Don Lusikin writes about a great point made by a George Mason professor. Let's set a minimum price for used cars of $15,000 in order to help the poor. They will make much more on their trade-ins and increase their wealth.
Here's a fantastic idea that will make everybody richer. Let's pass a law setting a minimum price on used cars. How about, say, $15 thousand?

If you've got an old beater you want to sell, and you were worried that you'd only get a couple thousand bucks for it, then this law is for you! Now you'll get $15 thousand for it!

This law would help the least fortunate Americans most of all. Those with the lowest incomes tend to own the oldest cars in the worst condition. With this law, they'll be assured of getting a terrific price.
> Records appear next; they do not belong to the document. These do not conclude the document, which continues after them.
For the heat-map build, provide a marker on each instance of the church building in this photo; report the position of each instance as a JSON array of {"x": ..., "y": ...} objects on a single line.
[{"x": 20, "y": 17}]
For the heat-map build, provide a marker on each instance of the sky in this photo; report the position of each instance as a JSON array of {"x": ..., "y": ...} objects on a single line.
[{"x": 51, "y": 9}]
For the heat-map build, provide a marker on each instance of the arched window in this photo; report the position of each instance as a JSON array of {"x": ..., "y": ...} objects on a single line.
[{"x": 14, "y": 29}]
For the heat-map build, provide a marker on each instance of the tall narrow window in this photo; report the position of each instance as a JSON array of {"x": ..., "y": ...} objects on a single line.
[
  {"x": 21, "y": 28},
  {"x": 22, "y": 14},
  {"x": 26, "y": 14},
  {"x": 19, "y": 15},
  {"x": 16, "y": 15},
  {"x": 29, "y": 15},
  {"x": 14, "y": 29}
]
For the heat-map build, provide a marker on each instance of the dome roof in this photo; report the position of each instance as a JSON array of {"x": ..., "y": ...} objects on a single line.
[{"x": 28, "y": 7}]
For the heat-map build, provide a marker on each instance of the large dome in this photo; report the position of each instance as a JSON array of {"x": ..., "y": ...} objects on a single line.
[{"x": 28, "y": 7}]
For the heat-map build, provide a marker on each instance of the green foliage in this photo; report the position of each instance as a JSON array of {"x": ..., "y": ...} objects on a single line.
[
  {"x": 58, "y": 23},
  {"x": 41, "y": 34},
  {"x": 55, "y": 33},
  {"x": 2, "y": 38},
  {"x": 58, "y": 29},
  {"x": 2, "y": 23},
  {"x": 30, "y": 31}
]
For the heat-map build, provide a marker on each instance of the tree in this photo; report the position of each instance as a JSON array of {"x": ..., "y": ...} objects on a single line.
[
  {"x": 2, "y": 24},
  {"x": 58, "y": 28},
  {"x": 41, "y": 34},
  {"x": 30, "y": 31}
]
There's just one problem. There are lots of used cars that no one wants to buy for $15 thousand. If you want to sell one of those, under this new law chances are that you wouldn't be able to sell it at all. The $15 thousand minimum prices you right out of the market.
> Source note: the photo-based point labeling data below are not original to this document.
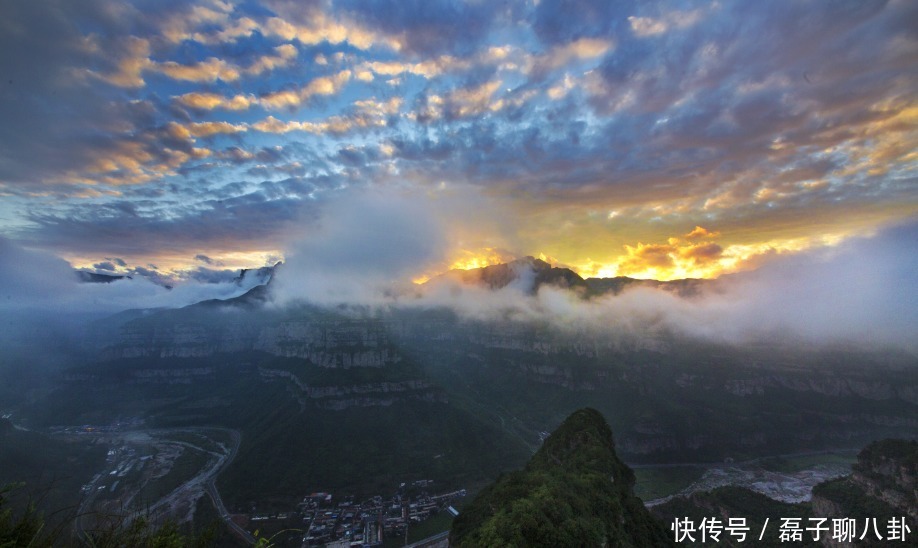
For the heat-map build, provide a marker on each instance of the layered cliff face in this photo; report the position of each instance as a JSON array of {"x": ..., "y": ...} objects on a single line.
[
  {"x": 743, "y": 400},
  {"x": 883, "y": 485},
  {"x": 875, "y": 500},
  {"x": 575, "y": 491}
]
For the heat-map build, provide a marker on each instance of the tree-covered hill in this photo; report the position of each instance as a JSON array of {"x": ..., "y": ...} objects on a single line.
[{"x": 575, "y": 491}]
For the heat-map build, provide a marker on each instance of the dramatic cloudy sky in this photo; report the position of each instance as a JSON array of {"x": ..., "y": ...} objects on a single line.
[{"x": 653, "y": 139}]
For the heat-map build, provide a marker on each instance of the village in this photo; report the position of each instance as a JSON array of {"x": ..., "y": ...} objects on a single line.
[{"x": 326, "y": 521}]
And the poor people whom this law was supposed to help? They'd actually get hurt two ways by it. Not only would they not be able to sell their used cars. At the same time, they wouldn't be able to buy a used car either -- since now they'd have to pay $15 thousand for it, which they can't afford (and which it probably isn't worth, anyway).

So who would support a law this stupid? Well… actually, you might -- without even realizing it.

If you support minimum wage laws, then you're supporting the very same logic underlying this crazy idea of a minimum price for used cars. (Thanks to Don Boudreaux, an economist at George Mason University, for the colorful metaphor.)

If a law forces employers to pay no less than, say, $10 an hour -- then employers will simply not hire anyone for jobs that are really worth less than that. And they'll fire anyone who was doing those jobs at a lower wage, before the law was passed.

Which leaves the low-wage earner with a rather stark choice. Would he rather be employed at $9 an hour, or unemployed at $10 an hour?